Your Best Sources of Organic Vitamin B12

Your body cannot make its own vitamin B12, so you have to obtain it from the food you eat. This vitamin is crucial for maintaining the health of red blood cells and nerve cells. It also plays a key role in the creation of DNA, the genetic blueprints in all cells. B12 helps develop the protective myelin sheaths that surround your nerve fibers. The vitamin is absorbed from food in your gut with the help of a compound called intrinsic factor. Intrinsic factor is made by the stomach mucosa.

Vitamin B12 will not be absorbed unless intrinsic factor is present. Deficiencies of B12 can cause serious disease, but it takes a long time to show up because your liver can store a supply of up to seven years’ worth. Good organic sources of B12 include liver, milk, eggs, fish, cheese, and muscle meats.   B12 refers to a family of chemicals called cobalamines because they contain the metal cobalt.

Eat Your Vitamin B12

Plants and animals are unable to make Vitamin B12. Only bacteria can make it. But the B12 made by bacteria that live in the human gut cannot be absorbed to your bloodstream. That’s why people have to get most their vitamin B12 by eating animal products. But according to the National Institutes of Health, up to 30 percent of adults over age 50 may be unable to properly absorb vitamin B12 in their guts. Vegetarians also face a risk of developing a B12 deficiency. But these people are able to use the vitamin B12 in organic food or vitamins. The government’s Daily Reference Intakes for the vitamin are 2.4 micrograms for adults.
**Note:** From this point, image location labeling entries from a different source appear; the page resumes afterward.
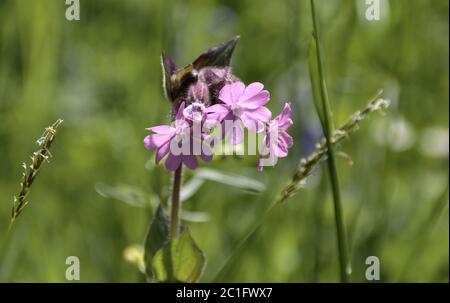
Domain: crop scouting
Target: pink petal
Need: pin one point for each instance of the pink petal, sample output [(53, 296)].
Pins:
[(262, 114), (287, 139), (173, 162), (283, 119), (156, 140), (162, 129), (179, 115), (254, 96), (236, 134), (162, 151), (206, 154), (216, 113), (256, 101), (190, 161), (230, 93), (251, 124), (252, 89)]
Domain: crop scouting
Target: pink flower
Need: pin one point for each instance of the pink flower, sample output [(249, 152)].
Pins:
[(177, 141), (244, 105), (277, 140)]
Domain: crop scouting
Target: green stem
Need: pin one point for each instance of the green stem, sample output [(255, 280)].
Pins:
[(344, 262), (175, 205)]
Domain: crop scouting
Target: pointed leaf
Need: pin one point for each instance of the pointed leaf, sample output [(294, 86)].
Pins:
[(129, 194), (190, 188), (237, 181), (181, 260), (157, 236)]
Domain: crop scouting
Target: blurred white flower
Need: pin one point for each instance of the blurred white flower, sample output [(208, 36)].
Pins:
[(434, 142)]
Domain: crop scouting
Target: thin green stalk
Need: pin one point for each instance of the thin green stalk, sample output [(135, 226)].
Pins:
[(344, 262), (38, 158), (175, 205), (307, 165)]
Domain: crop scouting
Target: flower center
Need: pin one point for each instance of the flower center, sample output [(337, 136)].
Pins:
[(236, 109)]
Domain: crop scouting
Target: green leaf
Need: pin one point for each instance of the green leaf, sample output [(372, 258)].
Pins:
[(158, 235), (129, 194), (190, 188), (219, 55), (181, 260), (315, 80), (237, 181)]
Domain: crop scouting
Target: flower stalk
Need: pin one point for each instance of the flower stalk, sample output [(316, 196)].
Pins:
[(175, 203)]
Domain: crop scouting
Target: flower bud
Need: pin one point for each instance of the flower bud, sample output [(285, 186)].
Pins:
[(198, 93)]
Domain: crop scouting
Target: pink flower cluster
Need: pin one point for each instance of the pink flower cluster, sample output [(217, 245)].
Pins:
[(242, 107)]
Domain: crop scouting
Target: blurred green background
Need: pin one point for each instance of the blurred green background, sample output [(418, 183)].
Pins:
[(102, 76)]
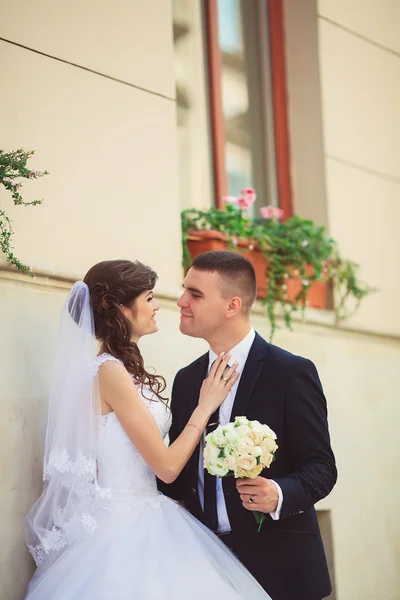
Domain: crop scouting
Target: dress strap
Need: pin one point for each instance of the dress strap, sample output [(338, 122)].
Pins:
[(102, 358)]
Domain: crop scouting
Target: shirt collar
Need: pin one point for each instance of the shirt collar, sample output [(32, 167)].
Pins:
[(239, 353)]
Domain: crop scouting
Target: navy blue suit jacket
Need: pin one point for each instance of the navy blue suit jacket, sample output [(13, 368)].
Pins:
[(283, 391)]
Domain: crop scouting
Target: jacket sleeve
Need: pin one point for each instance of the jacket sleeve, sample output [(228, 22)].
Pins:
[(307, 439), (176, 490)]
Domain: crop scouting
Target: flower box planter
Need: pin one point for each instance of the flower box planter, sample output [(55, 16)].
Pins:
[(204, 241)]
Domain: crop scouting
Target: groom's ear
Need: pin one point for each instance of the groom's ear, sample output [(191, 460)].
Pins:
[(234, 306)]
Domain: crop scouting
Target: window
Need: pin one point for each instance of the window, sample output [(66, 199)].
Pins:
[(239, 71)]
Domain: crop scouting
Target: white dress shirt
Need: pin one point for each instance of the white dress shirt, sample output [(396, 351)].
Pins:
[(238, 354)]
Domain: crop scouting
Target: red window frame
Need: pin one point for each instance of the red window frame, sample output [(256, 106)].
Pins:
[(280, 114)]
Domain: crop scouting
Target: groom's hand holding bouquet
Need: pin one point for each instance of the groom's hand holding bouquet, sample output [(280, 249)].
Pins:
[(243, 449)]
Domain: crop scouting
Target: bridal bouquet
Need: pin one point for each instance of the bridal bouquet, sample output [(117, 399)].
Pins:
[(242, 449)]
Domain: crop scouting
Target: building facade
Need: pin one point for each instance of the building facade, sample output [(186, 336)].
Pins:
[(140, 109)]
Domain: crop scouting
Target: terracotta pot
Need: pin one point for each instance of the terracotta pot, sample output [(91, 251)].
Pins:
[(204, 241)]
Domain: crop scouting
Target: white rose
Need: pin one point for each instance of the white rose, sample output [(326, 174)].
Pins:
[(267, 458), (219, 469), (230, 462), (232, 437), (269, 444), (241, 421), (245, 445), (246, 462), (256, 426), (242, 430), (256, 451), (211, 454)]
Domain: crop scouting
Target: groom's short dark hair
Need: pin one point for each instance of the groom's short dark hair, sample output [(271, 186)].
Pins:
[(236, 270)]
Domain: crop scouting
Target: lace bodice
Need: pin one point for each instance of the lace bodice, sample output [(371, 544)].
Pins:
[(121, 468)]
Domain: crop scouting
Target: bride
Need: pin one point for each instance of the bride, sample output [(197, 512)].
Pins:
[(101, 530)]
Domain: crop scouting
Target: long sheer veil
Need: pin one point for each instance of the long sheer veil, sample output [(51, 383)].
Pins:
[(65, 510)]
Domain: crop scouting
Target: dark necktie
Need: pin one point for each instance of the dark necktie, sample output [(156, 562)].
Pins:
[(210, 492)]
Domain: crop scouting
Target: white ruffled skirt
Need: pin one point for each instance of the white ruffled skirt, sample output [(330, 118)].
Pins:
[(156, 551)]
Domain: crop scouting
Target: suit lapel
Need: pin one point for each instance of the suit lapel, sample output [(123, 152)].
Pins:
[(196, 382), (251, 372)]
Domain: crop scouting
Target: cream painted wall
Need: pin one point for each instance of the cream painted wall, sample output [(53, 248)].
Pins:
[(360, 84), (91, 87), (360, 377), (110, 147), (113, 191)]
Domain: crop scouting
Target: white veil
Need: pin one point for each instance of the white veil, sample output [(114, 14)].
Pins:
[(65, 510)]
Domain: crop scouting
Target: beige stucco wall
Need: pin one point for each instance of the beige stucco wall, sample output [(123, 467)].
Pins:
[(343, 97), (360, 85), (109, 141), (90, 86)]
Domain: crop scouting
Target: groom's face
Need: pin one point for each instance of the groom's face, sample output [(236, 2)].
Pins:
[(202, 305)]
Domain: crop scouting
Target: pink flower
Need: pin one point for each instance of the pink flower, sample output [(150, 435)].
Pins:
[(267, 212), (229, 199), (249, 194), (244, 202), (270, 212)]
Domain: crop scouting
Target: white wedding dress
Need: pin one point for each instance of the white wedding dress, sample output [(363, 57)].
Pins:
[(146, 546)]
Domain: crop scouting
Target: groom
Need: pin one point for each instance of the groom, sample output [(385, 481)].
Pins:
[(278, 389)]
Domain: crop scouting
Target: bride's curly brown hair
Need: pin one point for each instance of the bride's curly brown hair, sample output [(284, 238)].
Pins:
[(113, 283)]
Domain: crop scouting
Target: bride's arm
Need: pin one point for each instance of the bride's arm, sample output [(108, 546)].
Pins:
[(119, 392)]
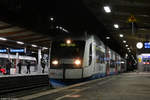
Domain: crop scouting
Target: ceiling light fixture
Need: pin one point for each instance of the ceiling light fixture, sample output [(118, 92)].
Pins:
[(116, 26), (107, 9), (19, 42), (124, 41), (121, 35), (4, 39), (34, 45)]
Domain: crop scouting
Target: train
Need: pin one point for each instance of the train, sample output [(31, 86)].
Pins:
[(78, 59), (144, 62), (13, 58)]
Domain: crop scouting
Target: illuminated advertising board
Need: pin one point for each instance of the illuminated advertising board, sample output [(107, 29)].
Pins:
[(3, 50), (17, 50)]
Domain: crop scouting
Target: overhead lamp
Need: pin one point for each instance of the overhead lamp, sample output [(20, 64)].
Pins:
[(107, 37), (124, 41), (107, 9), (68, 41), (4, 39), (116, 26), (57, 26), (139, 45), (34, 45), (19, 42), (60, 28), (44, 48), (51, 18), (121, 35), (129, 50)]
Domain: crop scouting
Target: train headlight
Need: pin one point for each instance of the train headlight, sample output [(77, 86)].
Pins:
[(55, 62), (77, 62)]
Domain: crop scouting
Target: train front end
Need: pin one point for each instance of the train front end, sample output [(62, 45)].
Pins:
[(66, 63)]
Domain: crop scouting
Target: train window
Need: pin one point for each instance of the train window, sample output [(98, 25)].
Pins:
[(90, 54), (61, 50), (100, 56)]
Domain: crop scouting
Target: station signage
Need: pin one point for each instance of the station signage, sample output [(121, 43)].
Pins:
[(3, 50), (17, 50), (147, 45)]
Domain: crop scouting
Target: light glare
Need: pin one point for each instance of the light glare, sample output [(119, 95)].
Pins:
[(34, 45), (121, 35), (107, 9), (18, 42), (4, 39), (116, 26)]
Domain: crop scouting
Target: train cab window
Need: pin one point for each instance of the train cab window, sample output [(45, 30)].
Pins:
[(90, 54)]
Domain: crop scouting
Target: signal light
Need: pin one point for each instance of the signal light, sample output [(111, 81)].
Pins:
[(77, 62)]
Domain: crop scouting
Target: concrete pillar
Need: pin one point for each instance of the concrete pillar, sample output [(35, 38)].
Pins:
[(39, 61), (17, 61)]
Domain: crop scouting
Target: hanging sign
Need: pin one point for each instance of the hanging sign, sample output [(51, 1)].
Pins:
[(131, 19), (17, 50)]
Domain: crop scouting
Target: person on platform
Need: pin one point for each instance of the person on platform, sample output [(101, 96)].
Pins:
[(19, 66), (43, 65), (28, 67)]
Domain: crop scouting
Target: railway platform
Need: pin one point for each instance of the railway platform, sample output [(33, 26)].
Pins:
[(127, 86)]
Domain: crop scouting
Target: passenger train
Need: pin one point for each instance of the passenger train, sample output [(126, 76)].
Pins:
[(75, 60), (14, 58), (144, 62)]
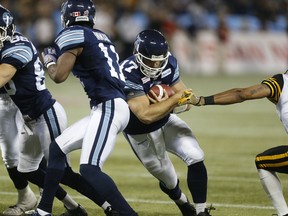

Organic Food Sources Rich in Vitamin B12

The most reliable sources are from organic foods of animal origin. These include liver, milk, eggs, cheese, poultry, fish and meat, which are all available as organic products. A single eight-ounce glass of organic skim milk provides close to half the government’s Dietary Reference Intake amount of vitamin B12. One egg or one ounce of roasted white-meat turkey each have about 20 percent of the daily requirement.

How B12 Helps You Live

Like all vitamins, B12 is a compound required in minute amounts for the growth and maintenance of your body. Folate, another member of the B Vitamin family, is essential for the synthesis of DNA. But folate cannot help create DNA unless it is first activated by B12. If either B12 is deficient, the result is megaloblastic anemia. In this kind of anemia, the red blood cells are enlarged and do not carry oxygen properly. But a deficiency of B12 also can lead to damage to the nervous system. Early symptoms are numbness and tingling for the hands and feet.  A folate deficiency will not cause this kind of anemia.

Not Enough B12

Usually, a B12 deficiency doesn’t usually come from getting too little in your diet. Rather, it is because B12 isn’t being absorbed in your gut. A frequent cause of this is a lack of intrinsic factor, the chemical made in your stomach that is required for B12 absorption.  This can cause a disease called pernicious anemia, which used to be fatal. Now, it can be managed successfully. Late symptoms of a B12 deficiency include loss of memory, mood changes and even psychosis, and a lack of white blood cells and platelets.  Damage to the nervous system usually can be reversed by treatment with supplemental B12.